Microsoft is and has been a dubious enterprise of uncertain legality. Starting with VisiCalc, Lotus and Apple, they have ripped off innovators, and what they couldn't steal they leveraged by making competitors "an offer they couldn't refuse." The best thing for the software world, promoting innovation, high-quality software, ease of use, true power and all the things we expect from good software, would be to kill Microsoft outright, liquidate it, seize all its assets, and bar any officer from working in the industry for five years and any other employee for three years.
-- John Glasscock
Shivering penis
BY GARY KAUF
(06/02/99)
I underwent a vasectomy in 1961, uneventfully, painlessly and with no compulsion whatsoever to tell anybody about it -- except for the rabbi, in whose temple I happened to be preaching that very night, lest we be mutually guilty of violating one more of those arcane prohibitions in Leviticus about men whose testicles had been smashed. Your correspondent should have asked for a complete anesthesia, or at least one of those anesthetics that cause people to forget -- and shut up about -- what they've undergone.
-- Robert A. Mackie
Eleven years ago, after 18 years of marriage and three offspring, I decided to have a vasectomy rather than subject my mate to a much more risky sterilization process. It wasn't a big deal. I shaved well, stepped into the stirrups that women use in order to be examined, and received the local anesthetic needed for the easily facilitated birth control procedure.
The giant needle? Sex was out for a week? I was advised to wait until I was out of the stirrups; I went home and had sex with my wife the same day. I think you are a fake, a comic or a wimp; you surely gave some misinformation, as well as making us men sound foolish. I hope that you were being facetious or attempting to create humor surrounding this relatively painless and risk-free sterilization process. And as you know, it isn't our penis that is the target of the surgery, but rather our testicles.
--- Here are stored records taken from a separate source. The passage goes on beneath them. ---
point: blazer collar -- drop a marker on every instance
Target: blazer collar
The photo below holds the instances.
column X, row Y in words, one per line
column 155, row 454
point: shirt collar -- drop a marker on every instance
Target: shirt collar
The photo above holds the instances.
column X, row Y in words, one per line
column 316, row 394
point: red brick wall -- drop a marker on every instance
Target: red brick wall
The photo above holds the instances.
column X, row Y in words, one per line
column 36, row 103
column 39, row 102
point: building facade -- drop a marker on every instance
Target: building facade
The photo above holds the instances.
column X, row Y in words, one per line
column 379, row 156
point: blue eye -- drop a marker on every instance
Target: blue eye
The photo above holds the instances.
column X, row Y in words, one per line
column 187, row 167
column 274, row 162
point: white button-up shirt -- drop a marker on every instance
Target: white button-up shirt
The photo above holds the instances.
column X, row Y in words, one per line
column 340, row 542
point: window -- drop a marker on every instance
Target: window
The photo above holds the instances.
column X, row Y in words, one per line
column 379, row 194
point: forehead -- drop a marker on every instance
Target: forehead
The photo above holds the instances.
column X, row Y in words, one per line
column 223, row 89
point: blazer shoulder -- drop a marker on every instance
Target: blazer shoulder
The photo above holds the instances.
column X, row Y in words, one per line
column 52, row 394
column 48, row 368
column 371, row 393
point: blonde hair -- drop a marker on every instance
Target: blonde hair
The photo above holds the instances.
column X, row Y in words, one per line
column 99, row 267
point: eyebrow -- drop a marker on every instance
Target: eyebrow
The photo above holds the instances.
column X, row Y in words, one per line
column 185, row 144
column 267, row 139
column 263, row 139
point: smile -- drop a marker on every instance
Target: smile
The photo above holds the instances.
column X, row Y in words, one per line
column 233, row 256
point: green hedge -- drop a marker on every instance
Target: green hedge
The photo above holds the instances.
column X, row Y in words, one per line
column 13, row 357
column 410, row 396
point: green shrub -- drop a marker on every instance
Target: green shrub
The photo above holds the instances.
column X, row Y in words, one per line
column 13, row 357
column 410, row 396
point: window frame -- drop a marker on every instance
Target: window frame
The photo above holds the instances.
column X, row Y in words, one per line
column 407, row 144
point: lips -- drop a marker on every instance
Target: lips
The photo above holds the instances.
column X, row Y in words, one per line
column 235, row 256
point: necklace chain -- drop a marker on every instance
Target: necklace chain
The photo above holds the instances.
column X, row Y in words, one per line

Please tell me you were just making light of a certain situation.
-- Allan Beane
Oakland, Calif.
Only models matter
BY CINTRA WILSON
(06/02/99)
While Mariko Mori's work has left me feeling absolutely nothing (blasi and shiny -- talk about a one-liner), I have been incensed by critics' reviews that begin with two paragraphs or so of Mori's days as a model, and follow that with a lengthy description of her physical attributes. Oh yeah -- somewhere near the bottom they actually mention the art.
Tracey Elmin appears to be the obnoxious pissed off teen that many of us were before we realized things like subtlety, depth, intricacy and original thought. I can't wait till she forms a band and starts dating an actor.
It would be nice if more mature, visceral, intelligent artists actually were noticed because of their contributions to art and not as Cosmo cover girls.
-- Karen Benson
Is it peace yet?
BY LAURA ROZEN
(06/03/99)
Rozen cites author and Balkans specialist Anna Husarska as saying "the devil" in any peace accord reached will be in the details. This is indeed the most critical issue of any peace accord. Refugees who have survived beatings, rapes, psychological torture and the witnessing of murders certainly have a human right to be free of any leering, threatening visage from the very units that terrorized them, the same military forces (Serbian army and paramilitaries) that have united NATO and Europe in this costly endeavor.